Happy 30th birthday you brilliant bastards!

Some simply sublime metal albums are turning 30 years old this year…..here’s ANOTHER 6 of ’em to keep you going!

Defiance – Beyond Recognition [USA]

Defiance – Beyond Recognition (2007, Digipak, CD) - Discogs

Released: March 27th, 1992 via Roadracer Records

Genre: Technical Thrash Metal

At this stage in their career, Defiance were now trying to out ‘heavy’ the likes of Testament (by way of fellow Bay Area brethren Heathen) and found themselves forging ahead in an ever more progressive thrash direction….and they were damn good at it too!

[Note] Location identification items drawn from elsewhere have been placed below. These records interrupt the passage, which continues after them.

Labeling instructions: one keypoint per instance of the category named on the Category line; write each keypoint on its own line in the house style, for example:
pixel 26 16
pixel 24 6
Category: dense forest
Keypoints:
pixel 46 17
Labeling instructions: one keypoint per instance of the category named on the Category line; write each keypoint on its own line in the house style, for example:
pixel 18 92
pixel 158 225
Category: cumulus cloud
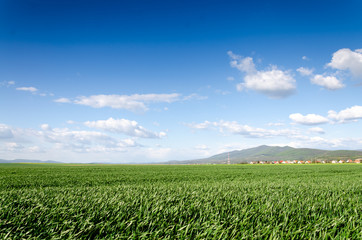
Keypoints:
pixel 136 102
pixel 234 127
pixel 63 100
pixel 348 114
pixel 273 82
pixel 128 127
pixel 28 89
pixel 309 119
pixel 328 82
pixel 346 59
pixel 317 130
pixel 7 83
pixel 305 71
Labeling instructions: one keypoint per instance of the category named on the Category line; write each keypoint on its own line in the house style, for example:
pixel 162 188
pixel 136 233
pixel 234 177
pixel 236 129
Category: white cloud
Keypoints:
pixel 275 124
pixel 136 102
pixel 346 59
pixel 274 83
pixel 317 130
pixel 62 100
pixel 194 96
pixel 28 89
pixel 309 119
pixel 128 127
pixel 305 71
pixel 328 82
pixel 348 114
pixel 234 127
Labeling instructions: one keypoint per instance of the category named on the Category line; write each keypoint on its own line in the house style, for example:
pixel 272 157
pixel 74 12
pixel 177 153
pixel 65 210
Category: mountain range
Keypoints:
pixel 269 153
pixel 26 161
pixel 261 153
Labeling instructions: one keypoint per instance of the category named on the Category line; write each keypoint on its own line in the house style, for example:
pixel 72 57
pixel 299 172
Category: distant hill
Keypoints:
pixel 268 153
pixel 26 161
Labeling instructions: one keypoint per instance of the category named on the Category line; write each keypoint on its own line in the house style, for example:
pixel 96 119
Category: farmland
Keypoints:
pixel 59 201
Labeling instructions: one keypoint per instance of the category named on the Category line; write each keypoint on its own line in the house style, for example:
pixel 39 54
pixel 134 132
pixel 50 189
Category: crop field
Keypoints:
pixel 65 201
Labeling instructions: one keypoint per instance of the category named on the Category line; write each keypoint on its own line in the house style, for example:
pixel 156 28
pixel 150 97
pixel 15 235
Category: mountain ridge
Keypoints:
pixel 273 153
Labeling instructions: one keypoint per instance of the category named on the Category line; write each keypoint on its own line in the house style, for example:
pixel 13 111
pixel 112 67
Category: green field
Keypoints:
pixel 55 201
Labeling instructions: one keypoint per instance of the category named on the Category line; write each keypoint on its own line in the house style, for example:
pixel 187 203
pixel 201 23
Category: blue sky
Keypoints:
pixel 147 81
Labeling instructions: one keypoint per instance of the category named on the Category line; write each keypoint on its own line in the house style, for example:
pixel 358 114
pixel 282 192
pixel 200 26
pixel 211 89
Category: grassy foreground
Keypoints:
pixel 44 201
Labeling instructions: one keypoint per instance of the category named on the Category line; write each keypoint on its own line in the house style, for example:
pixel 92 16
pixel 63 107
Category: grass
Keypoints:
pixel 55 201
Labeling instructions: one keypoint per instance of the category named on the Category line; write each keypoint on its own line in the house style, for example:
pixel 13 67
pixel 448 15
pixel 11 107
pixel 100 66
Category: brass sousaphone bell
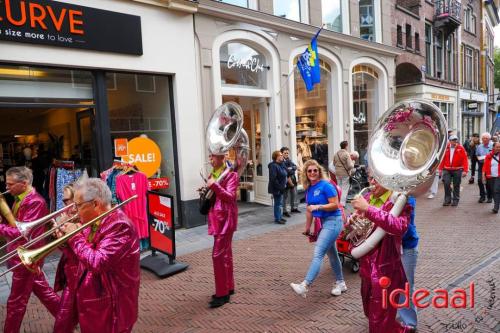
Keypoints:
pixel 405 149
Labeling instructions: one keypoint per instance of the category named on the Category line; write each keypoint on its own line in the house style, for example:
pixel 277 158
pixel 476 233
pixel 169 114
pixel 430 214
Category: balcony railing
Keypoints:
pixel 447 9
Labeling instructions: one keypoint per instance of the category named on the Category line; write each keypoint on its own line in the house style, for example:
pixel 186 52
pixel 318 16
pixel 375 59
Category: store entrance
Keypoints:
pixel 46 138
pixel 253 180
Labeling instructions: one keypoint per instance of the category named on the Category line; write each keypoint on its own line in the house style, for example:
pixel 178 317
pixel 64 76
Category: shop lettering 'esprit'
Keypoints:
pixel 40 16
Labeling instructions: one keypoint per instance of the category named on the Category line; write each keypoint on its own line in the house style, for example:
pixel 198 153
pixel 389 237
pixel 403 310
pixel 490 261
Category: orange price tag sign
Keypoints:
pixel 121 147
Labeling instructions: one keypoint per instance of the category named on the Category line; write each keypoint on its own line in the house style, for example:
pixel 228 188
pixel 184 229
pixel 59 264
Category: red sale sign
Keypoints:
pixel 161 222
pixel 158 183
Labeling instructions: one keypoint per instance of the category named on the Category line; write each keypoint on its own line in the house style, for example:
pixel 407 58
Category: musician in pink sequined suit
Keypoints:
pixel 222 222
pixel 107 293
pixel 66 280
pixel 29 206
pixel 384 260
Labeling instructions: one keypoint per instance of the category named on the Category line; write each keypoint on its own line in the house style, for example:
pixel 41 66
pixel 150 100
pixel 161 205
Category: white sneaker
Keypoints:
pixel 338 288
pixel 300 288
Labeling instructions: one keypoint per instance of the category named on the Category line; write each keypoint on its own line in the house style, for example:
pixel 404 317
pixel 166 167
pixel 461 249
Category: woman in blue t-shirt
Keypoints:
pixel 322 202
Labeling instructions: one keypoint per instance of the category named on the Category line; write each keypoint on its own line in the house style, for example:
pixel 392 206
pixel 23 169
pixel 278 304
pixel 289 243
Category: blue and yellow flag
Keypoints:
pixel 308 64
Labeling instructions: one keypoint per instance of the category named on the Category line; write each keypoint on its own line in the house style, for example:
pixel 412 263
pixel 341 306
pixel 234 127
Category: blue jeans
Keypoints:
pixel 331 227
pixel 278 207
pixel 409 259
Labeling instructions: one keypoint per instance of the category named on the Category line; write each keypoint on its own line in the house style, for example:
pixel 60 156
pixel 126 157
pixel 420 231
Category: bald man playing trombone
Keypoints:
pixel 107 293
pixel 28 206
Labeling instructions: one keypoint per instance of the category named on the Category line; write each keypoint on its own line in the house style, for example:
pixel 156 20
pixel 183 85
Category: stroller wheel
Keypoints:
pixel 355 266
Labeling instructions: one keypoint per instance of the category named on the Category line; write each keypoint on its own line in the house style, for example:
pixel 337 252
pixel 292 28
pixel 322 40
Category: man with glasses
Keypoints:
pixel 107 295
pixel 28 206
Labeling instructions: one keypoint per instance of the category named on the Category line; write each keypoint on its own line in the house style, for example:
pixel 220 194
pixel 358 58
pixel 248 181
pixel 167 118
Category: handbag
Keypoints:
pixel 317 229
pixel 204 203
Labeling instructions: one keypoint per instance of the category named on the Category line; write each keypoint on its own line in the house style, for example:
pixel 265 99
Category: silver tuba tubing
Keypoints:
pixel 406 147
pixel 225 132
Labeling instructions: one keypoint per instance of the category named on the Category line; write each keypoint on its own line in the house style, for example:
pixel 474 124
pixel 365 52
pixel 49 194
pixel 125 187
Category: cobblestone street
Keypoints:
pixel 458 245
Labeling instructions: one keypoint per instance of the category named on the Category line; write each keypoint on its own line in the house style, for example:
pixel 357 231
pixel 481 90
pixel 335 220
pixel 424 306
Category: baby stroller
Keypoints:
pixel 343 248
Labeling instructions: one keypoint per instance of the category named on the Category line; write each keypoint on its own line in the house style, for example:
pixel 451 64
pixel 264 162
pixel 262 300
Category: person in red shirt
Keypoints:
pixel 491 172
pixel 453 167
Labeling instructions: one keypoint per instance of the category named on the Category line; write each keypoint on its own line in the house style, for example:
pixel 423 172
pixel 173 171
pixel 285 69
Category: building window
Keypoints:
pixel 428 49
pixel 332 14
pixel 449 58
pixel 409 43
pixel 438 53
pixel 241 3
pixel 399 37
pixel 242 66
pixel 365 90
pixel 311 117
pixel 468 67
pixel 367 20
pixel 291 9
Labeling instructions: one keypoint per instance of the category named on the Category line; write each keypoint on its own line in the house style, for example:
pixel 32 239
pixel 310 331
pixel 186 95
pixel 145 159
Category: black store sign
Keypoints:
pixel 65 25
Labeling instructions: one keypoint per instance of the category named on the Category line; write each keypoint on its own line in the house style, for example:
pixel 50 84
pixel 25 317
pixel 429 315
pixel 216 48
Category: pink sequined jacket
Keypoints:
pixel 223 216
pixel 107 295
pixel 32 208
pixel 385 259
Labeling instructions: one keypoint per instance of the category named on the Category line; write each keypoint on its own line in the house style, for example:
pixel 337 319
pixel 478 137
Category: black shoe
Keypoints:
pixel 218 301
pixel 231 292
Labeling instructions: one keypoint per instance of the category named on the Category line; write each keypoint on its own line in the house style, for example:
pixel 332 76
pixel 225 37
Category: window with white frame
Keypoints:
pixel 332 14
pixel 295 10
pixel 241 3
pixel 438 54
pixel 367 19
pixel 468 67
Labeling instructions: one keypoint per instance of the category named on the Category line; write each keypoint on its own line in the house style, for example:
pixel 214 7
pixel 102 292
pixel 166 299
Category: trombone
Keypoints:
pixel 5 210
pixel 26 227
pixel 30 258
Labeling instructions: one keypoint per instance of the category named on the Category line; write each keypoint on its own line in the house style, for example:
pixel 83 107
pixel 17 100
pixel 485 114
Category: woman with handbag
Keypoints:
pixel 344 167
pixel 322 202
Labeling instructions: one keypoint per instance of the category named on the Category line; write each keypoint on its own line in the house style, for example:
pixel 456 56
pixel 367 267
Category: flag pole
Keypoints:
pixel 294 66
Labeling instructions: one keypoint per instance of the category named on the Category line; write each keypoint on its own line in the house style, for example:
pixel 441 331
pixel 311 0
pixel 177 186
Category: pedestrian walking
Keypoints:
pixel 491 172
pixel 344 166
pixel 291 183
pixel 453 167
pixel 409 258
pixel 277 185
pixel 322 203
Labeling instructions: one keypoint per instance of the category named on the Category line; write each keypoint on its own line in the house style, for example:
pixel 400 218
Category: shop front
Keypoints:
pixel 68 101
pixel 473 109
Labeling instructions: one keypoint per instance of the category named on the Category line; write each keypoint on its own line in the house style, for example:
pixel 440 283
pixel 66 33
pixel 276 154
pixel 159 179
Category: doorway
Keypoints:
pixel 255 176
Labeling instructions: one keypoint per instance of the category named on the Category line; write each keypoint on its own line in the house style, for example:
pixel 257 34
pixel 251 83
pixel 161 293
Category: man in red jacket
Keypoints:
pixel 491 172
pixel 453 167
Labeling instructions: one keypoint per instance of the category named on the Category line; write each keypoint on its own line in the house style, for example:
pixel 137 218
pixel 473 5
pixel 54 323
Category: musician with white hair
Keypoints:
pixel 482 150
pixel 28 206
pixel 107 295
pixel 384 260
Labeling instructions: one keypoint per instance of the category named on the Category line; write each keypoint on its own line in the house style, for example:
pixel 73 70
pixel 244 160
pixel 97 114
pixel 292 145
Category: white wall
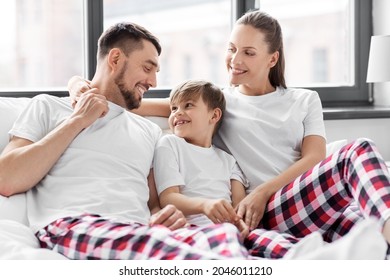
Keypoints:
pixel 377 130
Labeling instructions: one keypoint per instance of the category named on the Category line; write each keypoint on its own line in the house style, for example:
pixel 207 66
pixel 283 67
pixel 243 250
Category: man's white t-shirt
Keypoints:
pixel 104 170
pixel 265 133
pixel 198 171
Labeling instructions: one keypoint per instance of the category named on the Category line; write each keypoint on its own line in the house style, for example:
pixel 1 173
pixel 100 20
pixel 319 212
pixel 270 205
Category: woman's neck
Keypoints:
pixel 256 90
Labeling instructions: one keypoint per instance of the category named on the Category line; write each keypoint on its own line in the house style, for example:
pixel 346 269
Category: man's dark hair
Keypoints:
pixel 127 37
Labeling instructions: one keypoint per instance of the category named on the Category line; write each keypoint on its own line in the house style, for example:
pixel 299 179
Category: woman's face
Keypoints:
pixel 248 59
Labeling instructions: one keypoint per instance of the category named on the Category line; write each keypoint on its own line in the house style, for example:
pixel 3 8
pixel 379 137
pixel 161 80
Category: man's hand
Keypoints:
pixel 170 217
pixel 76 87
pixel 90 107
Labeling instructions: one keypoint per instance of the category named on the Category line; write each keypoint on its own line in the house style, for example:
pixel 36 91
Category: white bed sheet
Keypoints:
pixel 364 242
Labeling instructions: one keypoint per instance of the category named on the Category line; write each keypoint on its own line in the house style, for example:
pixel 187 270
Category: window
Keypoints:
pixel 42 44
pixel 48 41
pixel 190 31
pixel 326 46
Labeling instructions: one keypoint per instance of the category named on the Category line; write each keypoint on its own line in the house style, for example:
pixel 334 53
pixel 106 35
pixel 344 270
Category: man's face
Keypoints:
pixel 138 74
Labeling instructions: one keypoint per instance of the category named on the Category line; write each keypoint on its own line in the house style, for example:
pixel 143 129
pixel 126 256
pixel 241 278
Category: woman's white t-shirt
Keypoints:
pixel 265 133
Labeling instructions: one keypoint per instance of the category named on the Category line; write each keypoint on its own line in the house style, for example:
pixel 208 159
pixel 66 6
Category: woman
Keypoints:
pixel 277 136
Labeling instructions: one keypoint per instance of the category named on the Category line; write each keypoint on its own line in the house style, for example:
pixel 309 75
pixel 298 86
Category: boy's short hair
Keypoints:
pixel 211 95
pixel 127 37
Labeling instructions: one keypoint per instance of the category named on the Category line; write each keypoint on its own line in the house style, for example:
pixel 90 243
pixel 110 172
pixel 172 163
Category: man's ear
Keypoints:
pixel 217 115
pixel 113 58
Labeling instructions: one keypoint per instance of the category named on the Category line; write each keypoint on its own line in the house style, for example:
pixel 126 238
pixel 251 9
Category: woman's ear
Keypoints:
pixel 217 115
pixel 274 59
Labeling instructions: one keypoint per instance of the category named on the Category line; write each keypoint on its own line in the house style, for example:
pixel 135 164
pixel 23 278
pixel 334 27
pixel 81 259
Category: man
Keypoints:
pixel 87 171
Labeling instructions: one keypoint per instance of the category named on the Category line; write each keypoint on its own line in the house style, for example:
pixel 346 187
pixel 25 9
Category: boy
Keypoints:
pixel 202 181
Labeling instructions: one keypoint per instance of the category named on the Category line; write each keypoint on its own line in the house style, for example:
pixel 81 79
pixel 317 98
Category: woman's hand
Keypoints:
pixel 243 228
pixel 251 209
pixel 220 211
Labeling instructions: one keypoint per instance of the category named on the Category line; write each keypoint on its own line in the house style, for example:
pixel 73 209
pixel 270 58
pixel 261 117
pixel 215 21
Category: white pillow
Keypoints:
pixel 335 146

“Inside Looking Out” entertained a decidedly warped take on typical chugging riffs (and featured vocal contributions from aforementioned Heathen frontman David White) and the heady thrash-fest of “Promised Afterlife” rivalled Justice-era Metallica for complexity, while remaining staunchly ‘heavy’. The remainder of Beyond Recognition’s tracks offered diversity, complexity and enough ideas to make 90s era Metallica hang their heads in shame.

Beyond Recognition is Defiance’s greatest achievement and one of the most impressive moments in 90’s thrash, even though it remains ironically unrecognised by those clearly not ‘in the know’. Of course, the rest of us recognise the moment when Defiance excelled themselves and if thrash hadn’t died on its arse in the 90’s, this outstanding album surely would have seen Defiance swiftly rise up the ranks!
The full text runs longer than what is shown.